Arriving just before the municipal elections, expressly won by the Franco faction, Lino quickly began visiting the principal localities of the four islands. He preoccupied himself with the needs and aspirations of each of the respective populations and, also important, prepared the way for the general election in August 1906 (in which the Liberal-Regenerators and Progressives won). In all his travels within the district he was dependent on the cooperation and accompanied by the principal Franco representatives, especially Francisco Pereira Ribeiro Jr. and Florêncio Terra (who was also the president and vice-president of the municipal council of Horta, respectively) and the administrator for the municipality João Machado da Conceição. Notwithstanding his short mandate, he visited the civil parishes of Faial, the islands of Pico, Flores and Corvo (four times), always greeted by festive receptions. He was also in front of popular support, responsible for the domestic supply of water and electricity to the city, even as his role was short.

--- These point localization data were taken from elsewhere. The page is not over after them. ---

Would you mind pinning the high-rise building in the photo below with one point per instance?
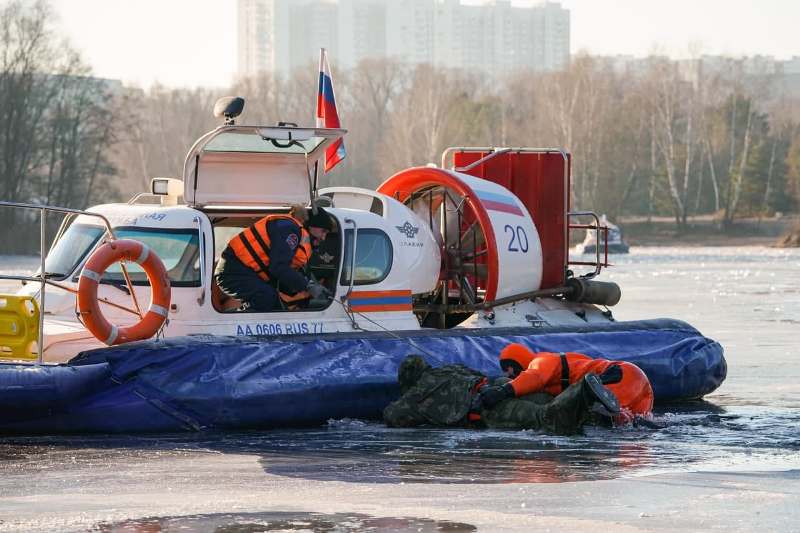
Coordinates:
(496, 37)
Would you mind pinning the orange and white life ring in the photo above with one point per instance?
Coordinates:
(160, 294)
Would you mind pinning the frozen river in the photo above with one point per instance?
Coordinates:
(732, 461)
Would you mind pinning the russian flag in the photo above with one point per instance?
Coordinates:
(327, 116)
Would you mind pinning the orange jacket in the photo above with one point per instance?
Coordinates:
(543, 372)
(252, 246)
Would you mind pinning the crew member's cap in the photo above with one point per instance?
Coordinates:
(319, 220)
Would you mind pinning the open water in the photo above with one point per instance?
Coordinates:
(746, 298)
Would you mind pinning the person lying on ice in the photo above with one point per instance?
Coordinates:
(449, 396)
(553, 373)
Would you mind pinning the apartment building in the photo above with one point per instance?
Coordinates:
(495, 37)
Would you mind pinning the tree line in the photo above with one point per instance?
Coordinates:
(647, 141)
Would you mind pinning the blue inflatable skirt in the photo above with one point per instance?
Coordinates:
(219, 383)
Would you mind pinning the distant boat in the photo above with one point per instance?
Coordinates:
(616, 245)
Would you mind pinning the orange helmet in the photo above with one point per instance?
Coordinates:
(634, 391)
(515, 356)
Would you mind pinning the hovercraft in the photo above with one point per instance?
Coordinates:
(452, 262)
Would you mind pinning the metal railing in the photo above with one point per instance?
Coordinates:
(42, 277)
(598, 229)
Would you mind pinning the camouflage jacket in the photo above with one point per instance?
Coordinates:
(441, 397)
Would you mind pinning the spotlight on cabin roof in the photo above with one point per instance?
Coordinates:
(229, 107)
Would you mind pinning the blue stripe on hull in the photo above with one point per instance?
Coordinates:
(192, 383)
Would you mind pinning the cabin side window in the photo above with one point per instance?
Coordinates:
(373, 257)
(177, 248)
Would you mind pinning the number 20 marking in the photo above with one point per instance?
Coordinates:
(519, 236)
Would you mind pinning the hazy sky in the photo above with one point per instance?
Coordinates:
(193, 42)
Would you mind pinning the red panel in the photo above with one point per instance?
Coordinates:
(538, 179)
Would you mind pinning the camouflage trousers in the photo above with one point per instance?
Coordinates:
(563, 415)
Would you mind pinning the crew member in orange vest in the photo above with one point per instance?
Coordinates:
(268, 257)
(553, 372)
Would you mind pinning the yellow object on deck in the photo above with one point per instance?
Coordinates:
(19, 327)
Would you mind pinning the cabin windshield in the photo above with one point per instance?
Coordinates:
(239, 141)
(178, 249)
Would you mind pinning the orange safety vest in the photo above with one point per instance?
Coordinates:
(546, 371)
(251, 246)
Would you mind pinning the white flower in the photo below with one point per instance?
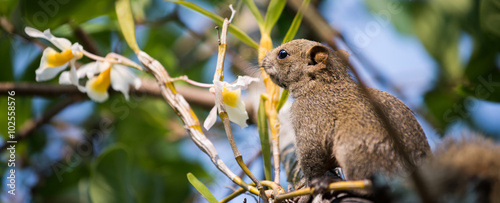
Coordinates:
(53, 61)
(117, 76)
(231, 96)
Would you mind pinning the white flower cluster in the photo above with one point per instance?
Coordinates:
(100, 74)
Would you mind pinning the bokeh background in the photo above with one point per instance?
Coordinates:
(440, 57)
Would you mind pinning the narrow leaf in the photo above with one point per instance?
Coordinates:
(255, 11)
(198, 185)
(110, 177)
(283, 98)
(296, 22)
(264, 137)
(273, 14)
(219, 20)
(126, 21)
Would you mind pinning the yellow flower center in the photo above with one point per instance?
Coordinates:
(231, 98)
(102, 82)
(57, 59)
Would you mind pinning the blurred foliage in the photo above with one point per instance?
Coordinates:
(441, 25)
(132, 142)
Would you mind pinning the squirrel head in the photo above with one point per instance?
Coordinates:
(300, 63)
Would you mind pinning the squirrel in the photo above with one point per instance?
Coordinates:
(464, 169)
(335, 124)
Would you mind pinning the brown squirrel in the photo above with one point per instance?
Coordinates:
(465, 169)
(334, 123)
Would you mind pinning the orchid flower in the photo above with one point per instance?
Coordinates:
(231, 96)
(119, 77)
(54, 61)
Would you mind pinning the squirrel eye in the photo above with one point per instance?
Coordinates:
(283, 54)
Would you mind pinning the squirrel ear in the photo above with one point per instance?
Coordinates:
(317, 54)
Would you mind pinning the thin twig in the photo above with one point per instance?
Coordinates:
(186, 114)
(219, 76)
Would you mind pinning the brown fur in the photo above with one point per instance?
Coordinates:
(466, 170)
(334, 123)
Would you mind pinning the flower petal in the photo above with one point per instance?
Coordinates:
(73, 77)
(94, 94)
(64, 78)
(243, 82)
(60, 43)
(122, 78)
(237, 114)
(44, 72)
(89, 70)
(211, 118)
(77, 50)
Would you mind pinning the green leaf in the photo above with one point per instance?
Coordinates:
(489, 14)
(52, 14)
(296, 22)
(219, 20)
(255, 11)
(126, 21)
(201, 188)
(264, 137)
(7, 49)
(273, 14)
(109, 177)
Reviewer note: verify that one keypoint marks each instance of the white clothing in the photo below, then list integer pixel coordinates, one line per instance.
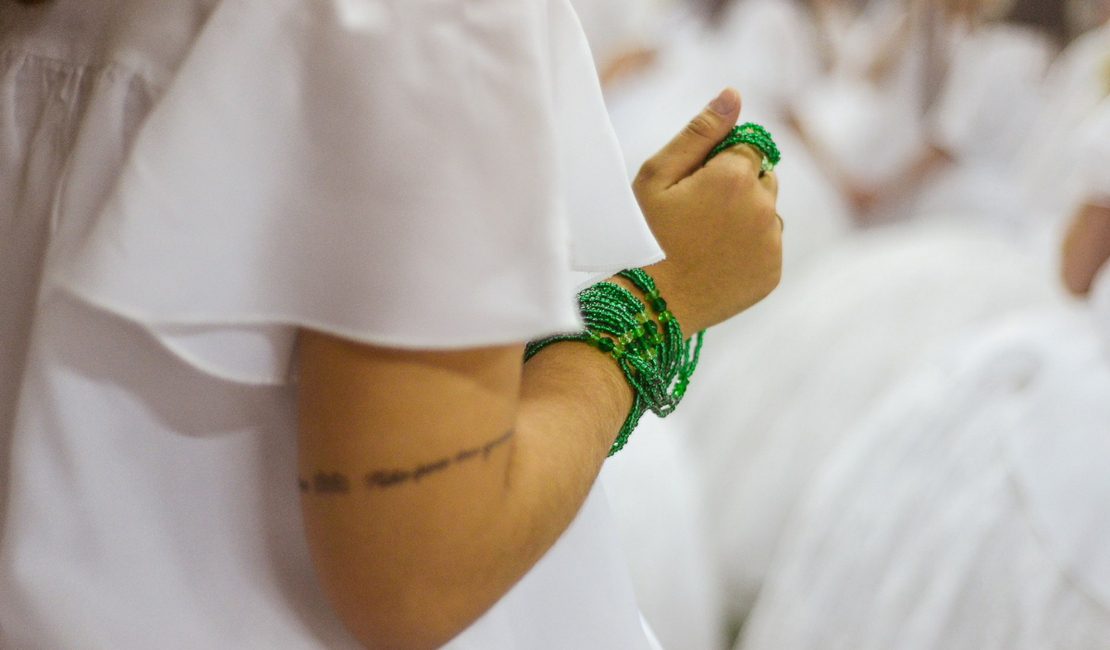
(1076, 83)
(767, 407)
(970, 508)
(696, 64)
(185, 183)
(870, 129)
(658, 505)
(917, 535)
(991, 101)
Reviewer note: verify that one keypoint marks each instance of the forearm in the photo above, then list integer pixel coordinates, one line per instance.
(430, 535)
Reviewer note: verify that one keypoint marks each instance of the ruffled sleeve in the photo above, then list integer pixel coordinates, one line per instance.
(412, 173)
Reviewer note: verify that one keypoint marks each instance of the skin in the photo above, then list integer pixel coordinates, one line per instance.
(1086, 247)
(433, 480)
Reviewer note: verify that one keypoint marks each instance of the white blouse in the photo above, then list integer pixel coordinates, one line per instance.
(188, 182)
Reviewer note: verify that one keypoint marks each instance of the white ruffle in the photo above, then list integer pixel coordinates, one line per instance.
(289, 178)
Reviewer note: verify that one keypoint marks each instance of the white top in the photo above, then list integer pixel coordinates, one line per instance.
(185, 183)
(1059, 443)
(990, 103)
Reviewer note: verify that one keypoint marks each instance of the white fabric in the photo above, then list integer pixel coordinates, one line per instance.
(695, 65)
(871, 128)
(184, 183)
(917, 535)
(299, 188)
(614, 26)
(789, 378)
(990, 103)
(1047, 165)
(658, 505)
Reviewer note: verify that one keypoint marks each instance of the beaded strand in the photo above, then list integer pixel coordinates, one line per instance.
(653, 356)
(754, 134)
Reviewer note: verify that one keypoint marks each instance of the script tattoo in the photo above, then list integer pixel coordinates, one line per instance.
(331, 484)
(337, 484)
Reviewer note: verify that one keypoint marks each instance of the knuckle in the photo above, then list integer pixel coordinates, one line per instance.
(702, 127)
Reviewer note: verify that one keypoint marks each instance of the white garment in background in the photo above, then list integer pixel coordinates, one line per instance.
(654, 486)
(917, 536)
(813, 358)
(185, 183)
(696, 64)
(990, 103)
(970, 508)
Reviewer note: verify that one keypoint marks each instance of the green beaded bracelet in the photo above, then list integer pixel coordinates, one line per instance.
(655, 358)
(757, 136)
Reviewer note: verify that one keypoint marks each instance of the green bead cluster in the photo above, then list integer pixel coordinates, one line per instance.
(653, 355)
(754, 134)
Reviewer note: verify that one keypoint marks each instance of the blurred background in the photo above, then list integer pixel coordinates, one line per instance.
(873, 457)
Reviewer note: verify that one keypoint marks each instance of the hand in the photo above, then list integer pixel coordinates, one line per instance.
(715, 222)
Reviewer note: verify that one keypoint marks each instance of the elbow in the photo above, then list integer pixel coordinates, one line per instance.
(406, 618)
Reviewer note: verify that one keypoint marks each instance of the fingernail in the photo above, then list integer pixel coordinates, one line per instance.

Lino's tenure was cut short in September 1906, three months after his investiture, the result of snares by the "Progressive clique" or local political intrigue, the incompatibility of his character with local politics, his enormous dedication to his family or to the Faialense of the island headquarters. It is unclear.

==Later life==
He dedicated that latter part of his life to horticulture, poetry, painting, music and theatre, writing various operettas and comedies, as well as translating foreign pieces of drama into Portuguese.

He died in his native land. The municipal council of Angra do Heroísmo decided to honour him by installing, on 16 October 1949, a marble bust in the Duke of Terceira Garden. On the platform were dedications that read: "DR. LINO/ 1865-1927 /Cultivou / As Flores/ As Letras / A Música" Dr. Lino, 1865-1927, [He] cultivated the flowers, the letters and music".